A Good Contribution to the Political Debate,
This review is from: Liberal Hearts and Conservative Brains: The Correlation between Age and Political Philosophy (Paperback)`Liberal Hearts and Conservative Brains' is a very good treatise on political philosophy. The author's primary thesis is that there is a correlation between one's age and political philosophy. Specifically, the author contends that most people tend to be quite liberal when young and generally move in the direction of being more conservative.
Of course, this is not universal, and the book examines the exceptions to the rule as well. The author, Dr. Ron Lipsman, is a mathematician by trade so he brings that unusual perspective to a book about political ideas. He is also Jewish and brings that unique frame of reference. He explained something in the book that has always been a mystery to me namely the very large number of Jewish people who tend to be politically liberal.

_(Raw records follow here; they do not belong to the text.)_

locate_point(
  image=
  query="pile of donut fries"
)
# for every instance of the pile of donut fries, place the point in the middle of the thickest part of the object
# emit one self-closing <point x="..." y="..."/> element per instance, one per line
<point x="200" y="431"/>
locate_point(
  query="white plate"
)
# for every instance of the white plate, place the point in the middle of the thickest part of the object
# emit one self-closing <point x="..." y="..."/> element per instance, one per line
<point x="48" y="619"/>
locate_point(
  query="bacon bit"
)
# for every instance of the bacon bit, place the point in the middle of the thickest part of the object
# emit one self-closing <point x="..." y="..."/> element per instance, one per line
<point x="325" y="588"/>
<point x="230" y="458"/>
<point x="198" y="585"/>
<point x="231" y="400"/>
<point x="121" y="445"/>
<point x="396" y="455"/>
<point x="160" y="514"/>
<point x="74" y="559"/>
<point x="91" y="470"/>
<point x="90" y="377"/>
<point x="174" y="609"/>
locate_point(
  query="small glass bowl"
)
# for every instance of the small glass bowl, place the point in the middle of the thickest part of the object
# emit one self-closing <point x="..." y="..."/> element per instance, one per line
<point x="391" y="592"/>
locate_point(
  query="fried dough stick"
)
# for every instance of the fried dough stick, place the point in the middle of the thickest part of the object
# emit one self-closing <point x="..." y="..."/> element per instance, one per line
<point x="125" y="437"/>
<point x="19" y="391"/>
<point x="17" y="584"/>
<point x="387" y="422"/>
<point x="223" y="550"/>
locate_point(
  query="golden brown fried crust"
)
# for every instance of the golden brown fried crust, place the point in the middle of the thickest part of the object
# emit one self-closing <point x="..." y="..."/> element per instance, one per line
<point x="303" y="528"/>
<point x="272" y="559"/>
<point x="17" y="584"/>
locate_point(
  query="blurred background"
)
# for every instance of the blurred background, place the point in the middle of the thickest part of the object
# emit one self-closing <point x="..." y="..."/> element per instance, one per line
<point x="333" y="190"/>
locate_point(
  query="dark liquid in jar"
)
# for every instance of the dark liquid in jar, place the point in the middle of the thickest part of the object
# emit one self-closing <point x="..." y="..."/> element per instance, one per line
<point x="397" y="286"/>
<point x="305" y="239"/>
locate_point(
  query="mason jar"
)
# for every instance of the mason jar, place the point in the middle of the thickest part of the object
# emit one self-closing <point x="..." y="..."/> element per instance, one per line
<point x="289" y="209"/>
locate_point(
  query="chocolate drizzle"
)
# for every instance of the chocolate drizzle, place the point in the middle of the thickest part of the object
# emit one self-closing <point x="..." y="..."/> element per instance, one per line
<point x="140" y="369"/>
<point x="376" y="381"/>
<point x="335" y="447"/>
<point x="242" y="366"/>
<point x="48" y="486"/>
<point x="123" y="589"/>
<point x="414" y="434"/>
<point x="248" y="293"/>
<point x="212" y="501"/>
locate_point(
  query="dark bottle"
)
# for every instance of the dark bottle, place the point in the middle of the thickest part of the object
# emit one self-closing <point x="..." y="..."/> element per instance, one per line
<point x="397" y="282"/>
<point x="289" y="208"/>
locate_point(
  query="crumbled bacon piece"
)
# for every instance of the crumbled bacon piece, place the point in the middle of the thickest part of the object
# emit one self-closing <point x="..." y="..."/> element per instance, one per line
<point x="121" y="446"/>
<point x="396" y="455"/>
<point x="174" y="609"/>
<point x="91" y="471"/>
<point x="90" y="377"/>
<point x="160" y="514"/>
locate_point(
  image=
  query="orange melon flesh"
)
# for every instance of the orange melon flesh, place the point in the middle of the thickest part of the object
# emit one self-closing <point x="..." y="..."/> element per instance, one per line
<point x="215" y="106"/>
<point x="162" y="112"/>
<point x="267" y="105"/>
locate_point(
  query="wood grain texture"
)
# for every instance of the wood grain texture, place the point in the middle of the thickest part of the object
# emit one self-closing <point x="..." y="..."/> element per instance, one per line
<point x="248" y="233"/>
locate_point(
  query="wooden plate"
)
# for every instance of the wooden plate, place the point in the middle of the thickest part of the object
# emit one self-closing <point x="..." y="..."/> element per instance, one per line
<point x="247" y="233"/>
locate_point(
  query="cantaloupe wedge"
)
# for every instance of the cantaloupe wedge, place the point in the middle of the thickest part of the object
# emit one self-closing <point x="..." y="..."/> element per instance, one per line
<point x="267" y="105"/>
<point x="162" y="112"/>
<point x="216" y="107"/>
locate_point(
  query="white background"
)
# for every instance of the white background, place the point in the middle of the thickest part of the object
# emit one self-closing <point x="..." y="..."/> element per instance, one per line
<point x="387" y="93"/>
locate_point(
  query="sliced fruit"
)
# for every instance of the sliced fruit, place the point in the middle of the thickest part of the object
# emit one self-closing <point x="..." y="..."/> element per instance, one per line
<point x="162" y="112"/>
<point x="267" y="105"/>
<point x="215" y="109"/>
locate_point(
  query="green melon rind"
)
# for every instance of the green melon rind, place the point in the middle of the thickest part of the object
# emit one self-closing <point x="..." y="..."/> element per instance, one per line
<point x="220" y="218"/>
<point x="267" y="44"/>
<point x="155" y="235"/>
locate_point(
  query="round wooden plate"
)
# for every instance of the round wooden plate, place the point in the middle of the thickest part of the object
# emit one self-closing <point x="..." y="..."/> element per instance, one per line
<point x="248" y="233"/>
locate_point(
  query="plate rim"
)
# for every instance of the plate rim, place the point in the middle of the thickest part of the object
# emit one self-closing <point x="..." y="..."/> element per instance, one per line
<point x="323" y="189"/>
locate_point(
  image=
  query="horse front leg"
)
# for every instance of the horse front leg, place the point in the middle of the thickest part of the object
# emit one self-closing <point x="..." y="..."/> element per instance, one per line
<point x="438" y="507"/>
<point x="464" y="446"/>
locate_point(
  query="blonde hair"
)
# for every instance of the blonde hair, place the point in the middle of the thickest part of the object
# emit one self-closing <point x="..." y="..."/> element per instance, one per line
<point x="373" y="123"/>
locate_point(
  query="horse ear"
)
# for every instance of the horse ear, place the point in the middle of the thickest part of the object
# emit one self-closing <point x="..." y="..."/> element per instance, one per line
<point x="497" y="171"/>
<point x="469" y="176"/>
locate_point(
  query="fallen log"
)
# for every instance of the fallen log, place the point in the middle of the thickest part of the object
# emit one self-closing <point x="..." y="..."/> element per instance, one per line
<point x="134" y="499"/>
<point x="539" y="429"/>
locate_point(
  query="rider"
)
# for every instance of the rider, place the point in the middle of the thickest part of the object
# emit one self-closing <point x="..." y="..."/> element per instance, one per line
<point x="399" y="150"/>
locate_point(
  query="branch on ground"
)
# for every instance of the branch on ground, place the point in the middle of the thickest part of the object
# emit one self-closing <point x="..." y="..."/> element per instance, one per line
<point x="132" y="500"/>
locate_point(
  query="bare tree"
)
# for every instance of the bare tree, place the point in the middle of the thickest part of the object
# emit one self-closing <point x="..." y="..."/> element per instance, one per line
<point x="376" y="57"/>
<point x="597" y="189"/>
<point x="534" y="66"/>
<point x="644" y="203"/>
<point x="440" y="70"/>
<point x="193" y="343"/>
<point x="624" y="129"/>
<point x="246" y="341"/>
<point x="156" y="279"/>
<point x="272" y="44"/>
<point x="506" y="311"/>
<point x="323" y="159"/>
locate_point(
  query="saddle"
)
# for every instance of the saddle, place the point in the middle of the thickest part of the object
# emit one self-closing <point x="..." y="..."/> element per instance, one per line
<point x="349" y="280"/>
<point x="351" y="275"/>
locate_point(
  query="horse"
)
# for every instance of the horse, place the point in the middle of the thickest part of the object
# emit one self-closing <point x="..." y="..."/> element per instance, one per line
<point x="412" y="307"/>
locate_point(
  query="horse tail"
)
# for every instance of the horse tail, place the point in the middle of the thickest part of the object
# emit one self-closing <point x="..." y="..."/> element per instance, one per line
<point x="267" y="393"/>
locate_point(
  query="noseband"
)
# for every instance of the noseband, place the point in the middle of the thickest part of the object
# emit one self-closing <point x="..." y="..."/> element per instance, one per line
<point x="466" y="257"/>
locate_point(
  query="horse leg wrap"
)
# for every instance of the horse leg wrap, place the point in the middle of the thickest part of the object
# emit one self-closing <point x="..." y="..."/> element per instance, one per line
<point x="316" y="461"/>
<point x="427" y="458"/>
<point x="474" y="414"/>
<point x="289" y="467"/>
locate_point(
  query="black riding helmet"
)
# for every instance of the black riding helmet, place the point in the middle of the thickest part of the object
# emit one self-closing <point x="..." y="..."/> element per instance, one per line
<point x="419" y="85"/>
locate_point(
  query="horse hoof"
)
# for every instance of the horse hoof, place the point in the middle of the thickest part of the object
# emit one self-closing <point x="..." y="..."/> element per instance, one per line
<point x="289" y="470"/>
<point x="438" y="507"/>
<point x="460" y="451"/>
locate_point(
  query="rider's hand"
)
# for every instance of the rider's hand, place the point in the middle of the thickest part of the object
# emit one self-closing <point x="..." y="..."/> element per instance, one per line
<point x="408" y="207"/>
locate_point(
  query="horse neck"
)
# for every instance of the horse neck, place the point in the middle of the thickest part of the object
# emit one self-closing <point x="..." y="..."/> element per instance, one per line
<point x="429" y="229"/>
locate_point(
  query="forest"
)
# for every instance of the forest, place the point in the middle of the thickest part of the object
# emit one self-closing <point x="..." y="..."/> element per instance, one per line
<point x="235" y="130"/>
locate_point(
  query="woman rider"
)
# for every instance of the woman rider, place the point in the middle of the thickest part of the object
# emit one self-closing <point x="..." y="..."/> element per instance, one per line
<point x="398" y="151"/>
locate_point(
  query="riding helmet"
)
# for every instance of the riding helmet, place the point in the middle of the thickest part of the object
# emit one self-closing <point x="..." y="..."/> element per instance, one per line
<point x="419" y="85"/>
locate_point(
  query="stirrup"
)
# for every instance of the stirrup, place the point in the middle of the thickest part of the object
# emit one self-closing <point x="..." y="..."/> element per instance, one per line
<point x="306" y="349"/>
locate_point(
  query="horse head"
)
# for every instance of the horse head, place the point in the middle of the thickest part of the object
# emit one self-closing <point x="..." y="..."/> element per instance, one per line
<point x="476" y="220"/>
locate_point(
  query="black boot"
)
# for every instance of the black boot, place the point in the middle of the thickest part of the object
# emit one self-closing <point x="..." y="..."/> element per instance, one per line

Overall, this is very good. There are a couple of not so good things as well. I'll go through these.
First, the good:
1. The connection between one's worldview and positions on issues is examined.
2. He does a great job of outlining the history of the liberal-conservative divide from 1900 through the present.
3. There is a well thought out discussion of the differences between liberals and conservatives on 24 issues.
4. The discussion of the common ground between conservatives and liberals is very good and very little discussed in the current acrimonious climate.
5. He does a solid job of showing why President George W. Bush is not a conservative in spite of his claims to be one.
And, the not so good:
1. The book needs a good editor. There are several glitches in it. One is the misspelled `schmorgasbord' which occurs at least twice.
2. Although liberals and conservatives are two primary groups, they are not the only ones. There is no mention of libertarians or statists, both of which also occur in fairly large numbers. I would encourage the author to bone up a bit on other methods of measuring political philosophy. The traditional left-right is nonsensical. It originated in the parliaments of Europe based on the seating of various parties. It has no real meaning in the United States today. The author seems to get this on some level. He talks about various dictatorial thugs being pretty much the same, e.g. Hitler and Stalin, rather than Hitler being far right and Stalin far left. They were both socialists. I would suggest that there are two systems of measuring political philosophy that are far better. One features tyranny or `ruler's law' on one extreme and anarchy on the other extreme. This one makes far more sense as politics is about the power of government. This scale accounts for that. It is described very well in `The 5000 Year Leap' by W. Cleon Skousen The 5000 Year Leap: The 28 Great Ideas That Changed the World. Another system that accounts for the aforementioned libertarians and statists as well as conservatives and liberals is the Nolan Chart. One can research that or find a quiz that will place one according to political philosophy. That can be found at the Advocates For Self Government's website.
In spite of the issues mentioned above, I really enjoyed the book. It is very interesting and well researched. I recommend it.